MCH hospital block work to begin soon

Work on 20,000-sq-m academic block nearing completion

June 18, 2018 11:30 pm | Updated 11:30 pm IST - KASARAGOD

After months of uncertainty, work on the hospital block of the Kasaragod Government Medical College is expected to begin by July.

The much-needed green signal is expected to come at a meeting of senior Health Department officials to be held this month end. The meeting is expected to approve the ₹88.24-crore work tender quoted by the Erode-based R.R. Thulasi Builders (India) Private Ltd. The firm was selected from among five companies against the Probable Amount of Contract (PAC) which was initially put at ₹80.24 crore, a senior official of the Kochi-headquartered Kerala Industrial and Technical Consultancy Organisation (KITCO) Ltd, entrusted with the overall supervision of the project, told The Hindu on Monday.

Once the tendering formalities were finalised, the work on the hospital building block at Ukinadka, near Badiadka, some 30 km from Kasaragod, was expected to begin by July. The entire civil work was scheduled to be executed in 20 months, thus putting the hospital in functional mode by early 2020, he said.

“The State, with the financial support of NABARD, is likely to procure expensive hospital equipment as the building work progresses and the medical college is expected to be made functional in a few months,” he said.

Meanwhile, work on the 20,000-sq m academic block is nearing completion. The college is expected to accommodate a batch of 100 students every year.

Residential units

Work on the ₹100-crore residential project with two hostels to accommodate 360 girls and 240 boys, housing units for teaching and non-teaching staff and nurses, and quarters for 100-odd interns, is also part of the project.

The delay in starting work on the hospital, for which foundation stone was laid on November 30, 2013 by former Chief Minister Oommen Chandy, had caused concern among the residents of the district, which has a sizeable population of endosulfan victims.
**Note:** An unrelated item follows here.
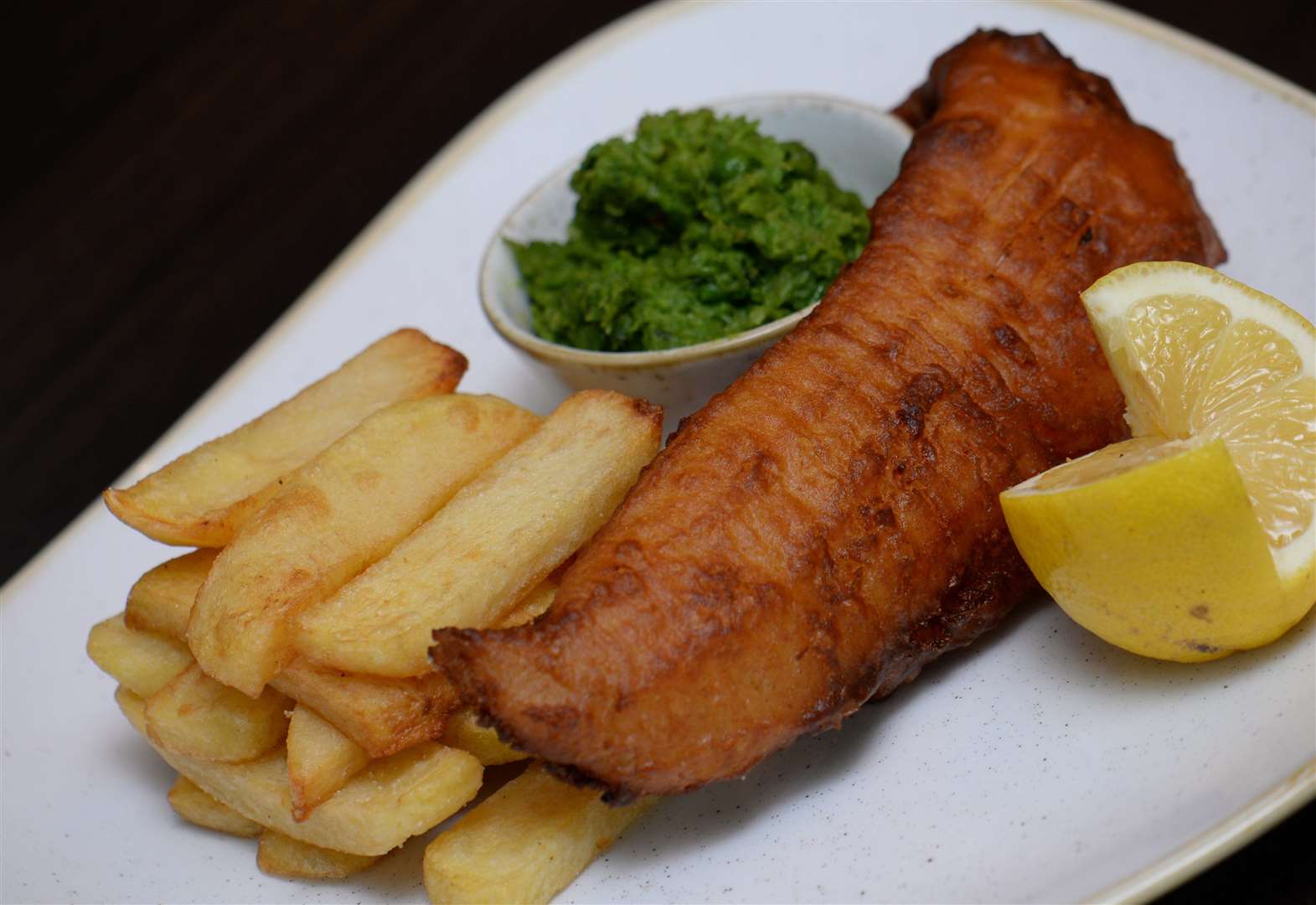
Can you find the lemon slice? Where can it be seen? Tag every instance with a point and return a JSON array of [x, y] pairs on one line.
[[1196, 536]]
Health Minister K.K. Shylaja had attributed delay to acute fund crunch.

However, Ms. Shylaja is said to have accorded priority for the early completion of the hospital the other day setting to rest speculations that the hospital project could be used for rehabilitating the endosulfan victims.

The hospital is expected to give a fillip to the health sector of the district which lacks any major health-care facility.